C. List of Questions for Commenters

    We provide the below nonexhaustive list of questions to assist 
members of the public in the formulation of comments, and we do not 
intend it to restrict the issues that commenters may address:
    (1) Are there regulations that simply make no sense or have become 
unnecessary, ineffective, or ill-advised and, if so, what are they? Are 
there regulations that can simply be repealed without impairing the 
Department's regulatory programs and, if so, what are they?
    (2) Are there regulations that have become outdated and, if so, how 
can DHS modernize them to accomplish our regulatory objectives at a 
lower cost?
    (3) Are there regulations that are still necessary, but have not 
operated as well as expected such that a modified, stronger, or 
slightly different approach is justified?
    (4) Does the Department currently collect information that it does 
not need or use effectively to achieve regulatory objectives?
    (5) Are there regulations that are unnecessarily complicated or 
that DHS could streamline to achieve regulatory objectives in more 
efficient ways? If so, how can DHS make them less complicated and/or 
more streamlined?
    (6) Are there regulations that have been overtaken by technological 
developments? Can DHS leverage new technologies to streamline or do 
away with existing regulatory requirements?

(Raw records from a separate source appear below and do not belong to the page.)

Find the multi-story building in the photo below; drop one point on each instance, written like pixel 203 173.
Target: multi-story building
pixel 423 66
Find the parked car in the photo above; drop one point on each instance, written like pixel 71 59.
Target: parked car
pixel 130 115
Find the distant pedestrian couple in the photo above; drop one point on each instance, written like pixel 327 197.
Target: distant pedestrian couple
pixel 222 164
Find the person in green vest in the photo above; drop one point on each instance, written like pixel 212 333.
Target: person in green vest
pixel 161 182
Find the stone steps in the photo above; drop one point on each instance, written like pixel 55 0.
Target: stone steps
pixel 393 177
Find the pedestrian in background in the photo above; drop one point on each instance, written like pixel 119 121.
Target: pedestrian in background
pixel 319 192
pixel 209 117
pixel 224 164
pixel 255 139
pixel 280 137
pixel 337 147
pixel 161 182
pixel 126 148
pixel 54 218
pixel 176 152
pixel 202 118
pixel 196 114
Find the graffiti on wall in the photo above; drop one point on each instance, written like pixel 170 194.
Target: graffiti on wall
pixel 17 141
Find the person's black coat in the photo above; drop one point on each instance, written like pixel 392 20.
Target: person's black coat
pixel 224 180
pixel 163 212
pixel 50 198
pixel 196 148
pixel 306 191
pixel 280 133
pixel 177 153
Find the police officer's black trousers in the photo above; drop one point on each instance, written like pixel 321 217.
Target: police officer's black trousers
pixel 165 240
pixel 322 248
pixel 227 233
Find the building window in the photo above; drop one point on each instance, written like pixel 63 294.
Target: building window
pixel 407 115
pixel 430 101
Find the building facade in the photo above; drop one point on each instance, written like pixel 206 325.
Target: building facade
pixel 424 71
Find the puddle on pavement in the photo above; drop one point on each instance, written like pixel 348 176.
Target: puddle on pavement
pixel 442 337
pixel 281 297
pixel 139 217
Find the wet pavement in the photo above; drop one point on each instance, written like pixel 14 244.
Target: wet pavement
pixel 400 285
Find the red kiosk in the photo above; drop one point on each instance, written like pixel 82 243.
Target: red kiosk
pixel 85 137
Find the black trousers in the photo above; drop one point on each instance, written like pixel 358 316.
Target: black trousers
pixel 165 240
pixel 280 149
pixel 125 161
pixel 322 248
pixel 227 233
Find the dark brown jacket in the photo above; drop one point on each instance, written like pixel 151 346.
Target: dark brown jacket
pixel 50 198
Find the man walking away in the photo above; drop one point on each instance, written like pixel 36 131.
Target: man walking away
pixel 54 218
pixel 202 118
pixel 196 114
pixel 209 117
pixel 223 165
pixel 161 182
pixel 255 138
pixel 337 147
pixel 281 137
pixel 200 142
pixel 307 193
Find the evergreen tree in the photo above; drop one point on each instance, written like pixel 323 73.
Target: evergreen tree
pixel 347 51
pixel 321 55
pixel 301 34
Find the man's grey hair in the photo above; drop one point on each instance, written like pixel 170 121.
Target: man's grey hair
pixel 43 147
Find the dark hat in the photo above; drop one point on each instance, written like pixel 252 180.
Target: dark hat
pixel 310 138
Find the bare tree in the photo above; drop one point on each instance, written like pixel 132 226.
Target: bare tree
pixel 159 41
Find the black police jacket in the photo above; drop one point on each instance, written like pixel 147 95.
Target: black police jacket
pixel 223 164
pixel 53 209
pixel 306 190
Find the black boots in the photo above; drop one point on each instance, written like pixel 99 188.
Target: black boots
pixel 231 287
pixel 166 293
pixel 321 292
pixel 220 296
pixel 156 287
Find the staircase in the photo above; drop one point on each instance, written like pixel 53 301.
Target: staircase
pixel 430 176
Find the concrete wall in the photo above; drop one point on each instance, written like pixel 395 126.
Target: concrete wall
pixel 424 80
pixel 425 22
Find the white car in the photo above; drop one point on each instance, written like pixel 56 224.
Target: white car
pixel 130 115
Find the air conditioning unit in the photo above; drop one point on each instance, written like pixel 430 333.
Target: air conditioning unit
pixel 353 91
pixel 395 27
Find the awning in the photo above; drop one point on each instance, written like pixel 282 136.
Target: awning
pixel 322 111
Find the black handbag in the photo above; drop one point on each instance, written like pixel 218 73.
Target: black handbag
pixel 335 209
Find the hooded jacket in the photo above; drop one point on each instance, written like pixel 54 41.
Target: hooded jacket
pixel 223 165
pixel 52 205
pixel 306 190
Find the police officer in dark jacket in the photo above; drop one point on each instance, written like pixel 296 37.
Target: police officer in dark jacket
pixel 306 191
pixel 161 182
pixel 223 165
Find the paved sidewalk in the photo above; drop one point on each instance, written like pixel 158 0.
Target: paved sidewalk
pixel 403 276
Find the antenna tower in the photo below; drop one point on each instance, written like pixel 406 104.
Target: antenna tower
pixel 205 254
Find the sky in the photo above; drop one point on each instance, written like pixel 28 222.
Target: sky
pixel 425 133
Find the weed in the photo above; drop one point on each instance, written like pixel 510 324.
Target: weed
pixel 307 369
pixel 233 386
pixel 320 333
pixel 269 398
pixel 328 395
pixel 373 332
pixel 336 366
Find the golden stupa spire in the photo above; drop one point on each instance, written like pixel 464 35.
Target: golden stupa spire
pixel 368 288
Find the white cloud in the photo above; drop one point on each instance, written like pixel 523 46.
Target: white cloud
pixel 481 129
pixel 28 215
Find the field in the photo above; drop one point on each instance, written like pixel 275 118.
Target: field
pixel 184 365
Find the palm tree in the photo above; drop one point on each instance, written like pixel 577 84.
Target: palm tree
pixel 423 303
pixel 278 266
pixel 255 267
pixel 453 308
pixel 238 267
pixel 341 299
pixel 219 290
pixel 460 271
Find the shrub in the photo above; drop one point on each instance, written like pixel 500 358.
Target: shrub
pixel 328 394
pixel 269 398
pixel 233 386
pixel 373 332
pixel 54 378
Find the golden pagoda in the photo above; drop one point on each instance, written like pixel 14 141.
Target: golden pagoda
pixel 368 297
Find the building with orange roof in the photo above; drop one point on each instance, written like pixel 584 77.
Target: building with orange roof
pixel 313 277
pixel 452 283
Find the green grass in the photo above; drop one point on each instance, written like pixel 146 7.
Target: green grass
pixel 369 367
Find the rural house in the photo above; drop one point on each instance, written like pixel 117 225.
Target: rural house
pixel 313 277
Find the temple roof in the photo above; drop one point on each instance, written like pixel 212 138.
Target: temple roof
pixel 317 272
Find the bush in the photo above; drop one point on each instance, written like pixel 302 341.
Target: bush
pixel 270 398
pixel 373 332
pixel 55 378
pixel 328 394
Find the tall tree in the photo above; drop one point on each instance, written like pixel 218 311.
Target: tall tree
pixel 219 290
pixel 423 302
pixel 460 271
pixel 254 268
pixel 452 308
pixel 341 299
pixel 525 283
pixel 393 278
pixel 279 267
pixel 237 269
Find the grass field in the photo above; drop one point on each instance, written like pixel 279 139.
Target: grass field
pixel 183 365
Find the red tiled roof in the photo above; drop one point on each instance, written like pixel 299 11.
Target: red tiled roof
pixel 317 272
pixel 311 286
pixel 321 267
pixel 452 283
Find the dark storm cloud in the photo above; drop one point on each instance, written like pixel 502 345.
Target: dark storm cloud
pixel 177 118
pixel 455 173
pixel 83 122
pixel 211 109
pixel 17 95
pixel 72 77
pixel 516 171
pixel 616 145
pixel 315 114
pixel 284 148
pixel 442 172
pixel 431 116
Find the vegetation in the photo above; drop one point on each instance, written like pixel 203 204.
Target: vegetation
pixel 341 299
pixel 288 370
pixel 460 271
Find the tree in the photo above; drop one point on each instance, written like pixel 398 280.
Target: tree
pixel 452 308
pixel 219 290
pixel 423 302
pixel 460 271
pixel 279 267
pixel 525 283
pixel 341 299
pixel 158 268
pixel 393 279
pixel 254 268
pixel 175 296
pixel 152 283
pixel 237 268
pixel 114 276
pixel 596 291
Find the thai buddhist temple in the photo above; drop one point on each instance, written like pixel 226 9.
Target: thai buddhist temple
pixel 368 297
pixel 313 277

    (7) Are there any Departmental regulations that are not tailored to 
impose the least burden on society, consistent with achieving statutory 
obligations and regulatory objectives?
    (8) How can the Department best obtain and consider accurate, 
objective information and data about the costs, burdens, and benefits 
of existing regulations? Are there existing sources of data the 
Department can use to evaluate the post-promulgation effects of 
regulations over time?
    (9) Are there regulations that are working well that minimize 
burden and that DHS can use as a model for other DHS regulatory 
    (10) Are there any regulations that create difficulty because of 
duplication, overlap, or inconsistency of requirements?
    The Department issues this notice solely for information and 
program planning purposes. Responses to this notice do not bind DHS to 
any further actions related to the response.

Christina E. McDonald,
Associate General Counsel for Regulatory Affairs.